52 Films By Women: Girlfriends (1978)

The Criterion Channel

The Criterion Channel

By Andrea Thompson

For our latest entry in films that were ahead of their time, we have Claudia Weill’s 1978 gem “Girlfriends.” In a sense at least. Any film that takes place in New York City during this particular era (or really any time before the early 2000s) is going to be a time capsule, and “Girlfriends” is very much that, with the quickest communication happening not just through landline (!) phones, but without any kind of voicemail or answering machine.

Plodding through this now strange and alien landscape is Susan Weinblatt (Melanie Mayron), an aspiring photographer who happily resides with her best friend and roommate Anne (Anne Munroe), an aspiring writer. At least, until Anne moves out to get married, leaving Susan feeling alone and betrayed. 

As the title promises, Susan and Anne’s close, intense, and rather symbiotic relationship is the film’s heart. It’s also the common thread in what is more accurately described as a series of episodes as Susan struggles to pay the bills and make a living as a photographer. 

That less than cohesive narrative works though, and to watch “Girlfriends” is to see a forerunner to the great pop culture womances, the most obvious being “Sex in the City” and Lena Dunham’s “Girls.” Its true heir, however, might just be the 2012 film “Frances Ha,” which saw the title character, played by Greta Gerwig, similarly flailing personally and professionally after her best friend marries. 

IMDB

IMDB

And flail Susan does, screaming aloud out of sheer loneliness in her apartment, contemplating a relationship with an older, very married rabbi (who also has a son), and just dealing with the everyday sexism that includes a creepy cab driver, condescending men who have something to mansplain to her about her photos, and devastatingly, her own self-destructive tendencies that harm both Anne and Susan’s relationship with her boyfriend Eric (Christopher Guest).

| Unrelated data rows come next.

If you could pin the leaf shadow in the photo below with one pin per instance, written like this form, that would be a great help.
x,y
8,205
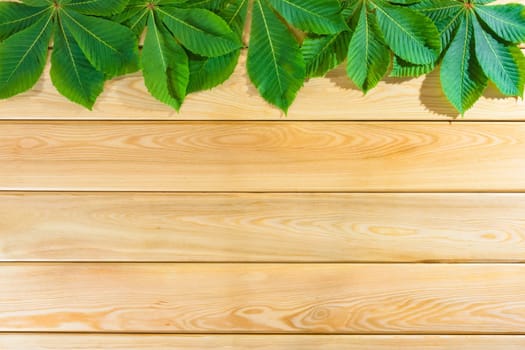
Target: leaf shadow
x,y
339,78
432,97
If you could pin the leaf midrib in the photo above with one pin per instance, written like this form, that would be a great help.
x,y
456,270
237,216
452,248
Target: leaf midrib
x,y
485,36
29,49
25,18
512,24
266,27
397,24
97,38
72,57
236,13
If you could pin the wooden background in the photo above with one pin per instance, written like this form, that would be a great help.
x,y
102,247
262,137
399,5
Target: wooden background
x,y
379,222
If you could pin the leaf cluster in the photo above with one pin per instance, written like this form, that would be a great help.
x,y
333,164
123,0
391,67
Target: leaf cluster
x,y
194,45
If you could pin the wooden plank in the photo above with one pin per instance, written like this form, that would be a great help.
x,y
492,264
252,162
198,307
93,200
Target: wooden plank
x,y
268,298
330,98
256,342
262,227
273,156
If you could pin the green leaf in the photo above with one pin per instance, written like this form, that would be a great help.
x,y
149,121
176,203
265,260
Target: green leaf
x,y
208,72
15,17
368,55
165,65
97,7
320,17
71,72
507,21
212,5
235,15
446,14
519,58
23,58
134,18
110,47
322,54
200,31
275,64
411,35
462,78
497,61
37,3
404,69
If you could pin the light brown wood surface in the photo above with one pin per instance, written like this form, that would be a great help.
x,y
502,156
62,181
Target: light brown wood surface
x,y
257,342
262,227
228,156
330,98
268,298
377,222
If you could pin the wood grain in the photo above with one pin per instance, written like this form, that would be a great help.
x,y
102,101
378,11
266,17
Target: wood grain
x,y
262,227
331,98
256,342
258,156
269,298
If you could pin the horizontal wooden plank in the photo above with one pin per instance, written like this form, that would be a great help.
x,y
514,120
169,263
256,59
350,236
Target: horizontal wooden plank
x,y
257,342
262,227
259,156
269,298
330,98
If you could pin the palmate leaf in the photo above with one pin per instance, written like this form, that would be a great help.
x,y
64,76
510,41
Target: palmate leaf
x,y
71,72
23,57
88,49
409,34
320,17
324,53
165,65
209,72
38,3
275,64
506,21
109,46
200,31
446,15
15,17
484,35
497,61
178,31
368,54
462,78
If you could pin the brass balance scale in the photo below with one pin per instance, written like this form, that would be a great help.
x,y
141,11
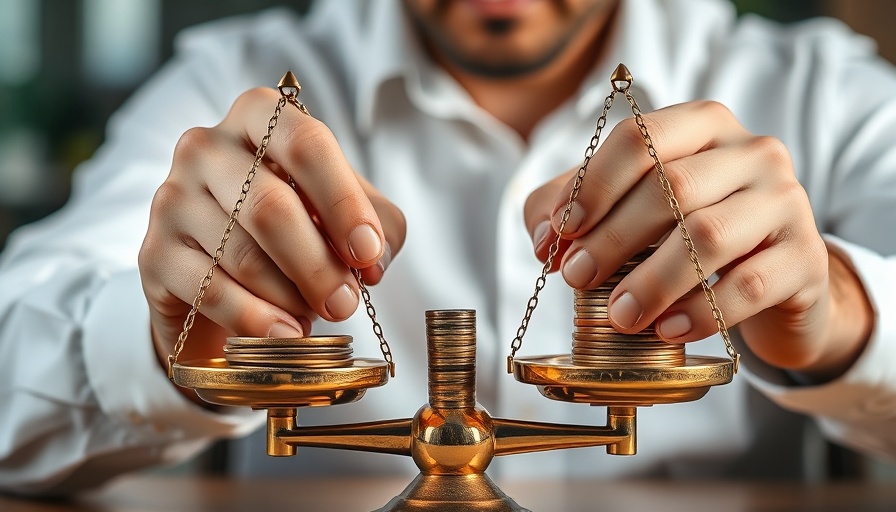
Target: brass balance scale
x,y
452,439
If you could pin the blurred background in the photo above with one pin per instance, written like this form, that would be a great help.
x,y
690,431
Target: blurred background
x,y
66,65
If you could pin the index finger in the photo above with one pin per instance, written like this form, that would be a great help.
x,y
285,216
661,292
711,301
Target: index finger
x,y
623,159
308,152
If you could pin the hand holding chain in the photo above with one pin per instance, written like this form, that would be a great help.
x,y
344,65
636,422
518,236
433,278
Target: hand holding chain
x,y
289,91
622,81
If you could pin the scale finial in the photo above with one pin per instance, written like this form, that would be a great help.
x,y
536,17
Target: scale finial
x,y
289,85
621,78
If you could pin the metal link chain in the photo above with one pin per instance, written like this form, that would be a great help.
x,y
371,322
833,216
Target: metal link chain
x,y
517,342
291,98
683,229
623,87
377,328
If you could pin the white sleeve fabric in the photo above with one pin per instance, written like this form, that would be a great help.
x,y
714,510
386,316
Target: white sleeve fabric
x,y
850,139
82,393
858,409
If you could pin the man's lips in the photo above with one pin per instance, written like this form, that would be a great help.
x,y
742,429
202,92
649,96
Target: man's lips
x,y
498,8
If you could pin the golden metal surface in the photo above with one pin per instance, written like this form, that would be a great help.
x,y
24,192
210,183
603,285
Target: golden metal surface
x,y
217,382
559,378
289,85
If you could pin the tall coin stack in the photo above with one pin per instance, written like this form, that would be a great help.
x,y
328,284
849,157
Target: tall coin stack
x,y
596,343
310,352
451,346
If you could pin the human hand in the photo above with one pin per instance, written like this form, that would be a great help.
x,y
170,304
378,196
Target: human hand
x,y
797,306
287,260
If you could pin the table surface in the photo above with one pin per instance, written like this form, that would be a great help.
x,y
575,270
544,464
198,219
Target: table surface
x,y
150,493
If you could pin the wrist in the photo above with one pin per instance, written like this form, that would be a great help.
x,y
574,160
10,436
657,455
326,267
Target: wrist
x,y
849,323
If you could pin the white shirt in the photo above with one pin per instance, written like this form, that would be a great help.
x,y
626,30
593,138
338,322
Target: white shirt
x,y
84,397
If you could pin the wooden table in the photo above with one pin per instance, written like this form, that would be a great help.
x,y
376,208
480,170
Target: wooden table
x,y
188,493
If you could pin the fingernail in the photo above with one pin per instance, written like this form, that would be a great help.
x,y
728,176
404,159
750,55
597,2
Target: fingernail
x,y
674,326
573,223
625,311
284,330
386,258
580,269
364,243
540,235
342,303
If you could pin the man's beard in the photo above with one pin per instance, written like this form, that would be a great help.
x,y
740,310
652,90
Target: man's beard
x,y
498,67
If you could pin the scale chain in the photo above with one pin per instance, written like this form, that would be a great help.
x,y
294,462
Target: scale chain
x,y
622,83
288,95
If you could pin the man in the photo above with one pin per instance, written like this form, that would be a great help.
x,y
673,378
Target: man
x,y
437,123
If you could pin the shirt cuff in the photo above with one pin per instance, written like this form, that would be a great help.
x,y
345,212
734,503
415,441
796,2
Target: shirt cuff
x,y
867,391
129,382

The wedge between Susan and Anne is especially devastating though, and reflective of the starkly divergent, limited crossroads many women faced at the time-the often devastatingly lonely path of the independent career woman or losing themselves in marriage and motherhood. The growing distance between Susan and Anne reflects that dichotomy, with the former envying Anne’s stability and home, and the latter resentful of Susan’s independence and freedom. 

A bond like theirs may fray, but we all know it can’t be completely dissolved. When the two reconcile, as we know they will and must, it’s through the quiet familiarity of inside jokes and simply how they share space with each other, which wordlessly conveys the strength and deeply loving nature of a bond born of years of shared experiences.

When they are interrupted by the arrival of Susan’s husband, theirs is a shared look that speaks of a spell being broken. But just as Gerwig is able to gaze across the room at her platonic love and say, “She’s my best friend,” Susan and Anne have found their person again, and it’ll always be each other.